In Ann Arbor’s 181-year history, the city has inspired a number of essays, poems and short stories. The city, and later the University, has inspired a broad range of writers – from world-renowned author Robert Frost to countless local authors. In his anthology, Laurence Goldstein attempts to collect the best and most interesting works while intentionally avoiding the more well-known authors and their pieces. – Chris Gaerig
The public history of a city can be written by a single author, but its inner history – the story of its cultural evolution, the ever-unfinished portrait of its shape-shifting identity – can only be written by a composite author –
That Ann Arbor is a realm apart from reality makes perfect sense when one considers the qualities of an intellectual culture. A world of ideas – of argument, or spirited discourse, of new and subversive formulations about everything – is indeed a glass house through which the inhabitants catch sight of a different world than the one presented by conventional wisdom. That is one function of a university. Living in a privileged place, one can become accustomed to thinking that the rest of the world conforms to the shape of one’s own experience, rather like the old woman in Nancy Willard’s novel Sister Water who thinks that everything she sees on television is happening in Ann Arbor. For students especially, the retraction of parental monitoring creates an enchanted and liberated space for powerful dreaming, for radical new forms of self-definition and community action –
So ‘reality’ gets changed in the process and not just by being put in ironizing quotation marks. At a time when 70 percent of all Americans attend some institution of higher education, the surrounding world of hard knocks and lifelong opportunities is constantly reshaped by the ideas percolating in the university and pouring into the world outside the ivied walls. Surely the relationship is a symbiotic one. When John F. Kennedy visited Ann Arbor in 1960 to announce his idea for a Peace Corps on the steps of the Michigan Union, and when Lyndon Johnson came four years later to propose the creation of ‘Great Society’ during a commencement address in the football stadium, the dreams of an older establishment mingled with the radical ideas fostered on campus to generate an innovative and potent sea change in the cultural life of this nation and the world beyond –
But there is more to being human then being intellectual. It would be a gross distortion of the literary record if an editor filled his anthology with writings about ideas, all-important as they are. It’s fair to say that the majority of writings about the university, from first to last, focus on two other aspects of the academic condition: sports and recreational social life. There is no overestimating the passion of football, especially, in Ann Arbor, around the state of Michigan and in the hearts of alumni throughout the world.
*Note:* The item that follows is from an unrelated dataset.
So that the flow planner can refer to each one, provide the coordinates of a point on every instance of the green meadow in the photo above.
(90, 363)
Football appears as a leitmotif in this anthology, first appearing in the nineteenth century (though it’s interesting to note in a novel of 1899 that baseball had more respect on campus) and carrying forward into the fiction of Charles Baxter and Elwood Reid and the poetry of Donald Hall –
And then there are the infinitely complex social relations, on and off campus, undertaken by young people spending four or more years of their lives in the privileged space of an academic milieu. I have chosen brief samples of fiction from the nineteenth century to demonstrate the earlier forms of what might be called affiliations, be they same-sex (fraternities, sororities, dormitories) or, more often, mixed-gender dynamics (dances, courtship, professional rivalries) –
Some writers nostalgically depict Ann Arbor as a sort of utopian open society, a crucible of soul making that prepares the individual to withstand the pressures of the outer world. This view of the educational experience nourishes the iconography of the ivory tower. Other writers who revisit Ann Arbor in their memoirs see the matter with more complexity. Ann Arbor, in this view, is part and parcel of the everyday conflicts of the rest of the world, and what is most happily remembered is the vehemence with which the creative spirit struggled – in classrooms, in dorm rooms, in fraternity lounges, in the offices of the Michigan Daily or the Union or the Administration Building – against the temptation toward passivity and indifference –
Someday every remarkable place in the world will have its own anthology. Now it is Ann Arbor’s turn – and the present offering is only the beginning.”